I found that using pandas.from_csv().to_numpy(), I was able to get a speedup of ~10x that of looping through file.readlines(). See this answer here. Hopefully this helps anyone in the future with the same application.


Solution

  • I am trying to use Numpy to vectorize an operation to parse a text file containing lines of numbers and convert the data into a numpy array.

    Vectorization has nothing to do with reading your data. Doing, e.g. tmp.split() is still calling a plain Python function on a plain Python string object, creating lots of Python string objects as a result, and doing it within the main Python bytecode interpreter loop. No amount of surrounding Numpy code will change that.

    That said, there is no meaningful performance gain to be had here anyway. Any halfway reasonable approach to reading and interpreting (i.e., parsing) the file is going to be lightning fast compared to fetching the contents from the hard drive, and much faster than even reading from an SSD.

    My approach is to read the lines in using file.readlines(), then convert that list of line strings into a numpy array as follows - file.readlines() part omitted for testing.

    Don't do that. This entire process is much more complex than necessary. Keep reading.

    tmp = lines_array.tobytes().decode('ascii')

    This just gives you the original contents of the file, which you could have gotten directly with .read() instead of .readlines().

    from reading around I gather that "|S10" means that each element in the array is a 10 character string for which the endianness doesn't matter

    Not quite; the elements are arrays (in the C sense) of 10 bytes each. They are not "strings"; they are raw data which is possibly interpreted as text.

    The string '1 0 0 0 0\n', when encoded to bytes using the default encoding, uses 10 bytes. So do all the other strings in short_list. Thus, "array of 10 bytes" is a suitable dtype.

    calling with the long list inserts several null characters \x00 at the end of each string which makes it harder to parse.

    It does not insert "null characters"; it inserts null bytes (with a numeric value of 0). It does this because it takes 15 bytes to store the encoded representation of '14 0 0.5 0.5 0\n', and each element has to be the same size.

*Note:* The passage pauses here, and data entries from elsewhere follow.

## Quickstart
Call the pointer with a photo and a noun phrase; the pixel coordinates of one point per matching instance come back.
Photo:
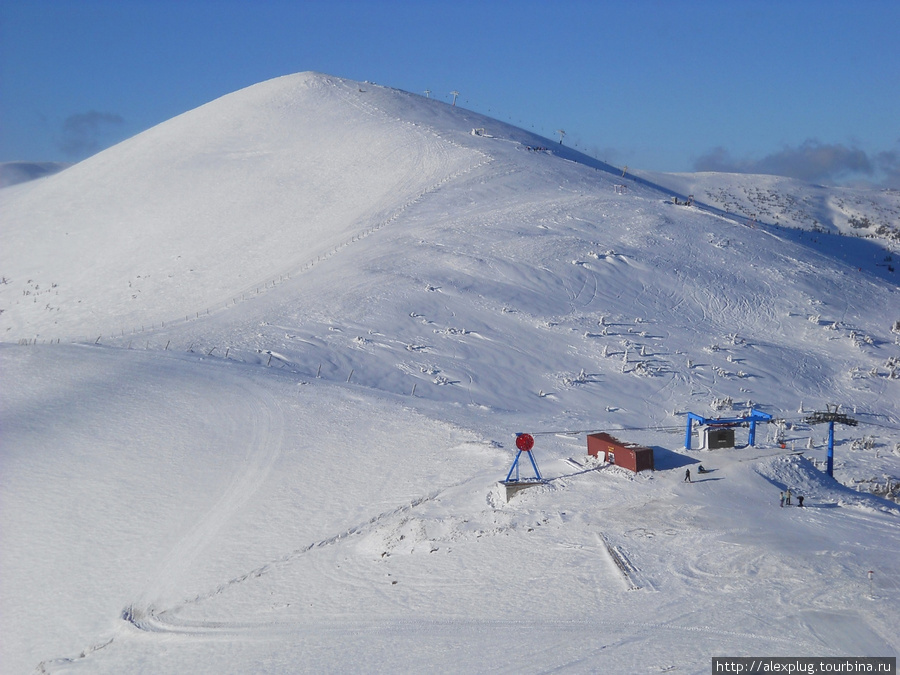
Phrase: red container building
(627, 455)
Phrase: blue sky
(809, 88)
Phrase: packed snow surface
(263, 366)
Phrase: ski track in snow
(499, 275)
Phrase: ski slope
(264, 363)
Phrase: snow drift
(272, 354)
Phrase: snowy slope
(310, 316)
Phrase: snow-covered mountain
(263, 366)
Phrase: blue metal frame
(754, 417)
(515, 466)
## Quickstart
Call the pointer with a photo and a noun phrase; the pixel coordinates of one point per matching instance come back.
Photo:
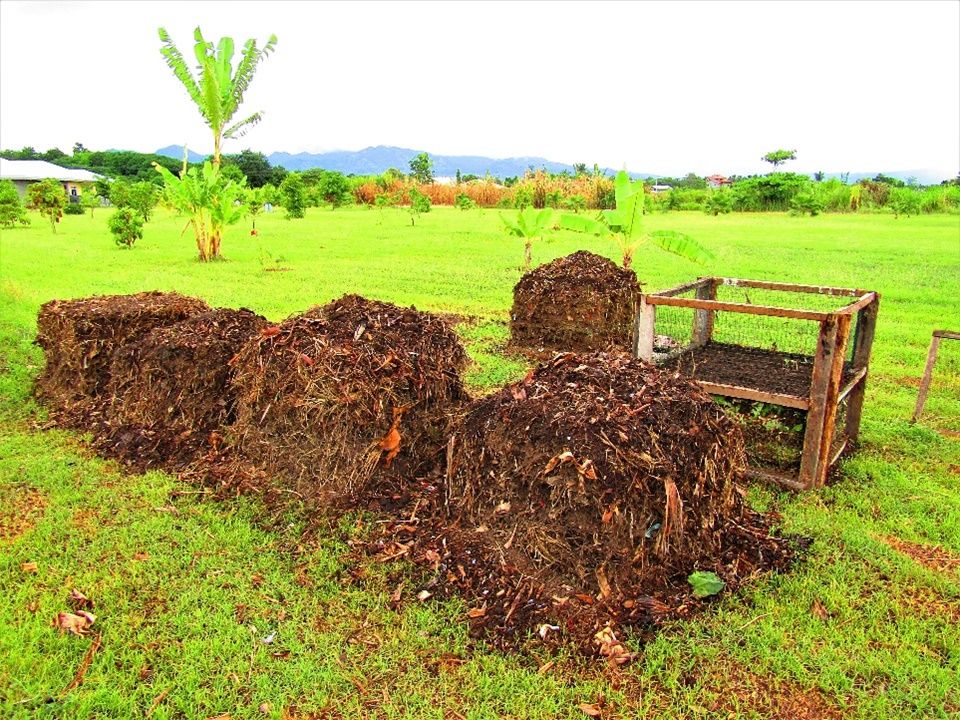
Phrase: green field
(186, 588)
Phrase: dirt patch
(79, 339)
(580, 302)
(926, 602)
(356, 388)
(736, 690)
(170, 395)
(929, 556)
(583, 496)
(20, 509)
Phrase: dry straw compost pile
(587, 494)
(580, 302)
(335, 396)
(80, 337)
(170, 393)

    Keep in mind here that the symbol 0 in your text is translated into a single byte which does not have a numeric value of zero. It has a numeric value of 48.

    Again: all these encoding and re-encoding steps are not useful - you could have just used the original data from the file, via .read() - all that .readlines() is helping you with is in determining the number of lines in the file.


    But you do not either want or need to do any of that.

    The logic you want is built directly into Numpy. You should have found this out for yourself by using a search engine.

    You can directly ask Numpy to load the file for you, and you should do it that way: numpy.loadtxt('myfile.txt').